Production Advantages#

Predictable Execution

Single LLM call for planning instead of iterative decisions
Deterministic routing follows predetermined plan
Complete validation before execution begins
Failed plans trigger re-classification rather than cascade failures

Error Classification with Retry Policies

@staticmethod
def classify_error(exc: Exception, context: dict):
    """Built-in error classification for orchestration operations."""

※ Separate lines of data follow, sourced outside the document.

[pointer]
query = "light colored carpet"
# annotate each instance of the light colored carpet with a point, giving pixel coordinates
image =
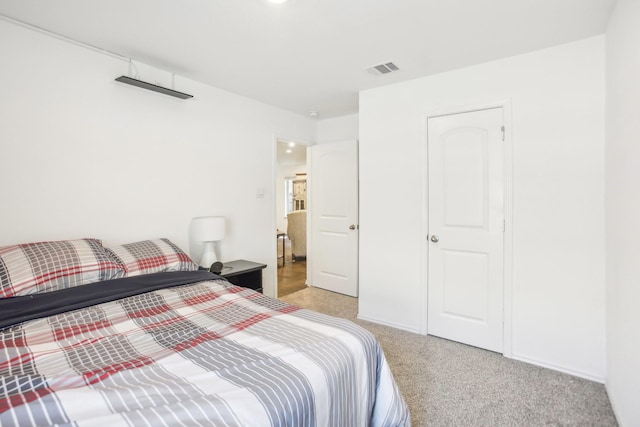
(450, 384)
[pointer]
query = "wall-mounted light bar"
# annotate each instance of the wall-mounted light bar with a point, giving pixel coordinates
(155, 88)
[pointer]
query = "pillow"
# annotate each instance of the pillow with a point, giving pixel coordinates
(32, 268)
(151, 256)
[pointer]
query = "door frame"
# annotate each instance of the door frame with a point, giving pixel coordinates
(508, 213)
(274, 208)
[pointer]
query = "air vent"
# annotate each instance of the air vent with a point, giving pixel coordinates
(383, 69)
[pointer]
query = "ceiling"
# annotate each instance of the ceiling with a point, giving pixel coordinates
(311, 55)
(291, 154)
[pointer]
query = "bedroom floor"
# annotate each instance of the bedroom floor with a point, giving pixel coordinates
(292, 276)
(446, 383)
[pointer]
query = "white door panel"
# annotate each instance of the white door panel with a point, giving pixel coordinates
(466, 224)
(334, 217)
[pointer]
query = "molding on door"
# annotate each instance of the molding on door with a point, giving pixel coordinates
(505, 104)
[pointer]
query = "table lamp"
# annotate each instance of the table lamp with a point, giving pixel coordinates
(208, 229)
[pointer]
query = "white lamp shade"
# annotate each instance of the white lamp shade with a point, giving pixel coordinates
(208, 228)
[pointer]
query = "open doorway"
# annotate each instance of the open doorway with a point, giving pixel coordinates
(291, 216)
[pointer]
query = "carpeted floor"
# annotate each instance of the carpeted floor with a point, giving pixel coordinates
(450, 384)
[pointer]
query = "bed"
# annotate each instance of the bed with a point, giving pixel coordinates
(138, 335)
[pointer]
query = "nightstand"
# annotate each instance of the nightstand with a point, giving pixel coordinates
(244, 273)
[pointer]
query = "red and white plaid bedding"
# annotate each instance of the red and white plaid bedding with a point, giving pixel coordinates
(208, 353)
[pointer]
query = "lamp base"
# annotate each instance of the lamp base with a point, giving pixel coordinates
(208, 254)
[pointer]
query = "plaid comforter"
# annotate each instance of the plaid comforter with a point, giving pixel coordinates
(205, 353)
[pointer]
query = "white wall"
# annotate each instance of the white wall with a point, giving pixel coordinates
(82, 155)
(344, 128)
(557, 100)
(623, 212)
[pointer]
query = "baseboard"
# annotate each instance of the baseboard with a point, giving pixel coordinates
(390, 324)
(559, 368)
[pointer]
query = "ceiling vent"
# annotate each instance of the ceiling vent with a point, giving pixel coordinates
(383, 69)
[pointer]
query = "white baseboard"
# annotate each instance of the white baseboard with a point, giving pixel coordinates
(559, 368)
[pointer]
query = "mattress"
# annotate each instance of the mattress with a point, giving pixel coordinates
(186, 348)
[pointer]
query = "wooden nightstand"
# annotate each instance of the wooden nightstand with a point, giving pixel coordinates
(244, 273)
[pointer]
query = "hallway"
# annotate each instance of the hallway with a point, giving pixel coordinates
(292, 276)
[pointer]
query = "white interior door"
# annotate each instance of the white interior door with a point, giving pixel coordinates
(333, 213)
(466, 226)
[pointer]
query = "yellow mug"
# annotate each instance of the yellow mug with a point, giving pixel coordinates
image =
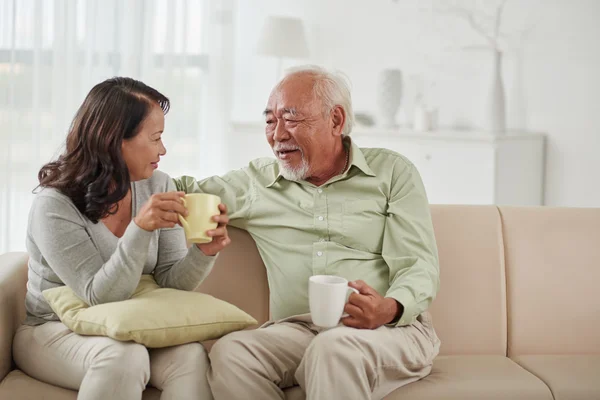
(201, 208)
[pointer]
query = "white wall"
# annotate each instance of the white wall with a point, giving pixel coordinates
(552, 74)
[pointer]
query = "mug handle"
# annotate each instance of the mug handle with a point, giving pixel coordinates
(181, 219)
(355, 291)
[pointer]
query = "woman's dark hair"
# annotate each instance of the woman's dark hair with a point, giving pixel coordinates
(92, 171)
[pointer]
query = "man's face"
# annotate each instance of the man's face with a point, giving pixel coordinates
(297, 129)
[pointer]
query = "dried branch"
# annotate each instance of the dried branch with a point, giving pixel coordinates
(468, 15)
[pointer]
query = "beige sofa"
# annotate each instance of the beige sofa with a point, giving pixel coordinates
(517, 311)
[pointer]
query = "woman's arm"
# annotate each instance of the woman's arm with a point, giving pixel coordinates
(179, 267)
(59, 231)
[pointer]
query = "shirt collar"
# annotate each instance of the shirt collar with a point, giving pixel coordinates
(357, 159)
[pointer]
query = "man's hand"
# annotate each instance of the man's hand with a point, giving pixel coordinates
(219, 235)
(369, 309)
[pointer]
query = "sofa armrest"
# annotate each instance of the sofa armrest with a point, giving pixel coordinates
(13, 286)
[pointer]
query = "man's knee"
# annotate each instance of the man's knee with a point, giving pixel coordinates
(230, 350)
(338, 345)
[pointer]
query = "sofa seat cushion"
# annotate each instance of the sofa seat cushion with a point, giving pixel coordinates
(574, 377)
(475, 378)
(19, 386)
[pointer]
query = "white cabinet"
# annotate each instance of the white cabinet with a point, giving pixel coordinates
(469, 167)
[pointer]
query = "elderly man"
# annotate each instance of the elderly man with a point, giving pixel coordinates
(326, 206)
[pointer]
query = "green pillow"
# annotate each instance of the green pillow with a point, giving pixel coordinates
(153, 316)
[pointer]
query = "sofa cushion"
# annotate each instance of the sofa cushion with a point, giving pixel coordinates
(249, 290)
(469, 312)
(19, 386)
(153, 316)
(475, 378)
(552, 274)
(569, 377)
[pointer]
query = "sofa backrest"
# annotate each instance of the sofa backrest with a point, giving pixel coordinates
(469, 313)
(239, 276)
(553, 276)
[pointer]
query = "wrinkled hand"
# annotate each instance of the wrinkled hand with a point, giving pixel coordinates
(160, 211)
(219, 235)
(369, 309)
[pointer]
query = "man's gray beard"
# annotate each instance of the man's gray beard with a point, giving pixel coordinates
(294, 174)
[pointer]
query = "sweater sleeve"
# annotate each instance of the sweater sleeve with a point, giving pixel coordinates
(179, 267)
(59, 231)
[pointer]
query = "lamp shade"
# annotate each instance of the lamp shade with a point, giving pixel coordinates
(283, 37)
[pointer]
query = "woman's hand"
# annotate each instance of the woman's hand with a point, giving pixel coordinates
(219, 235)
(161, 211)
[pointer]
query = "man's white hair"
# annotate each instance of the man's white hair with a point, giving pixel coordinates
(332, 88)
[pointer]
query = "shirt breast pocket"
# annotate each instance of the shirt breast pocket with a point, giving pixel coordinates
(363, 223)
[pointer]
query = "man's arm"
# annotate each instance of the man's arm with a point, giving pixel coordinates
(236, 190)
(409, 246)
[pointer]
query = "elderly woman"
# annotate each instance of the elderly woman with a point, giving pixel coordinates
(103, 217)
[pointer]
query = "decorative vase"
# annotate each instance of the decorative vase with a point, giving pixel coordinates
(495, 118)
(389, 96)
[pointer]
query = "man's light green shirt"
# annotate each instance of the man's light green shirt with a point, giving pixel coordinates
(371, 223)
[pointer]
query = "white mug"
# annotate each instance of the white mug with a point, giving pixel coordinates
(327, 295)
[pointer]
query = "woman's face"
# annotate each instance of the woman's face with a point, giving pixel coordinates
(143, 151)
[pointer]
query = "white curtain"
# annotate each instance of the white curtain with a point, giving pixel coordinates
(52, 52)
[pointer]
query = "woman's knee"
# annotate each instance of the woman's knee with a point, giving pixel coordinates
(229, 349)
(125, 358)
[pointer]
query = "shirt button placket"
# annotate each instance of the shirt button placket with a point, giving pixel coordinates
(320, 246)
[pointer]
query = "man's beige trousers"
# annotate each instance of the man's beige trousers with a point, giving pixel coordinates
(338, 363)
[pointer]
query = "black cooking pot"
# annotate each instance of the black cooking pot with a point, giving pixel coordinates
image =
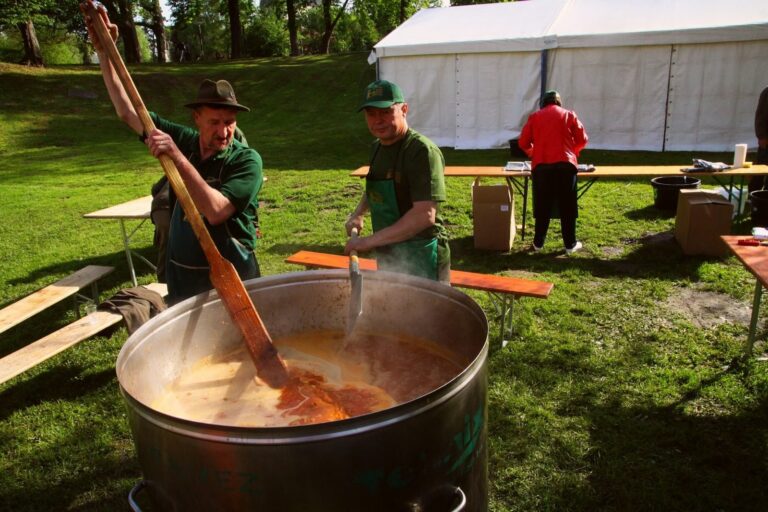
(426, 454)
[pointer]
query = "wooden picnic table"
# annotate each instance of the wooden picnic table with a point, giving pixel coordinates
(755, 260)
(135, 209)
(519, 179)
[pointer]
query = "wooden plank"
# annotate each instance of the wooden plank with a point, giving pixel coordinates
(134, 209)
(58, 341)
(473, 280)
(324, 260)
(52, 294)
(601, 171)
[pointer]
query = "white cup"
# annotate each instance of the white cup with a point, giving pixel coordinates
(739, 155)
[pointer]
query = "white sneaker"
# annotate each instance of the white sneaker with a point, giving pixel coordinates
(576, 247)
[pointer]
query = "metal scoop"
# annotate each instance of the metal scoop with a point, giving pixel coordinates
(356, 293)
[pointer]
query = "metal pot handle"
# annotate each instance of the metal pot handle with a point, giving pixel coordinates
(131, 495)
(463, 497)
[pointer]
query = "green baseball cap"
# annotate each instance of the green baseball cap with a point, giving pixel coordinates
(381, 94)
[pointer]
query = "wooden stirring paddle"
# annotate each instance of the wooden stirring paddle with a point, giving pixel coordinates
(269, 366)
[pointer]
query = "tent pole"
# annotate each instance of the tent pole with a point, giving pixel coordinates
(666, 103)
(544, 58)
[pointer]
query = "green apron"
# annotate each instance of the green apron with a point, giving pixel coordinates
(187, 267)
(417, 256)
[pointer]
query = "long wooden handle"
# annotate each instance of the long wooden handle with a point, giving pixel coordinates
(224, 277)
(182, 194)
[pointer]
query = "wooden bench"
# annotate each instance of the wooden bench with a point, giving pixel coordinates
(52, 294)
(503, 290)
(43, 349)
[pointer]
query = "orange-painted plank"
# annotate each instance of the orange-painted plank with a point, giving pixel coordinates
(473, 280)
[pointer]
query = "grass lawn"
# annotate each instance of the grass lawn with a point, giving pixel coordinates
(617, 393)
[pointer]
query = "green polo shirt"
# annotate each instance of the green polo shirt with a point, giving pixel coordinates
(417, 167)
(235, 171)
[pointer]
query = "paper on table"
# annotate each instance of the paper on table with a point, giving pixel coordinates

    # Retry LLM timeouts (orchestration uses LLM heavily)
    if 'timeout' in exc.__class__.__name__.lower():
        return ErrorClassification(
            severity=ErrorSeverity.RETRIABLE,
            user_message="LLM timeout during execution planning, retrying...",
            metadata={"technical_details": str(exc)}
        )

    # Don't retry planning/validation errors (logic issues)
    if isinstance(exc, (ValueError, TypeError)):
        return ErrorClassification(
            severity=ErrorSeverity.CRITICAL,
            user_message="Execution planning configuration error"
        )

@staticmethod
def get_retry_policy() -> Dict[str, Any]:
    """Custom retry policy for LLM-based orchestration operations."""
    return {
        "max_attempts": 4,        # More attempts for LLM operations
        "delay_seconds": 2.0,     # Longer initial delay for LLM services
        "backoff_factor": 2.0     # Aggressive backoff for rate limiting
    }

Implementation Example#

Complete Orchestration Flow#

# 1. User request: "Find beam current PV addresses"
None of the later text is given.